When Jakkin finally spoke again, it was in a very small voice. "Then why did you let me do it? Were you trying to get me in trouble? Do you want me in jail? Or did you just find it all terribly funny, your own private entertainment?"

The man threw back his head and roared, and the dragons in neighboring stalls stirred uneasily at the sound. Even Likkarn started at the laugh, and a trainer six stalls down growled in disapproval. Sarkkhan looked down at the boy. "I'm sorry, boy, I keep forgetting how young you are. Never known anyone quite that young to train a hatchling successfully. But everyone gets a chance to steal an egg. It's a kind of test, you might say. The only way to break out of bond. Some are meant to be bonders, some masters. How else can you tell which is which? Likkarn's tried it—endless times—but he just can't make it, eh, old boy?" The master glanced over at Likkarn with a look akin to affection, but Likkarn only glared back. "Steal an egg and try. The only things wrong to steal are a bad egg or your master's provisions." Sarkkhan stopped talking for a minute and mused. Idly he ran a hand over the red dragon's back as it chewed contentedly on its burnwort, little gray straggles of smoke easing from its slits. "Of course most
do
steal bad eggs or are too impatient to train what comes out, and instead they make a quick sale to the stews just for a few coins to jangle in their bags.
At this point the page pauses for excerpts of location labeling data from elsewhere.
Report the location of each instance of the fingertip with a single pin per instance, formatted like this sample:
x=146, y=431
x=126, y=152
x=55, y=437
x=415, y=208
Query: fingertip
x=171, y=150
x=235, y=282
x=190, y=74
Then it's
back to bond again before a month is out."

Jakkin interrupted. "I didn't steal an egg, sir."

"I know, boy. I always had high hopes for you. You kept yourself apart from the others. Had a kind of
dedication
about you. A dream you wouldn't dilute with cheap, boyish pleasures. Your coins went into your own bag, not into someone else's. You filled your bag yourself. I like that. I admire that. So I left one late hatcher uncounted, just in case. I knew you could read—and count. I had high hopes and you didn't let me down, even though you lay a week in the hospice. And didn't I give Likkarn a de-bagging for that, for killing Brother and nearly killing you. And you bounced back. Stole a hatchling from my best hen. Probably the best hatchling in the bunch. None of that false compassion—picking a runt or one with an injured wing. You went right to the best. I like that. I'd do it myself."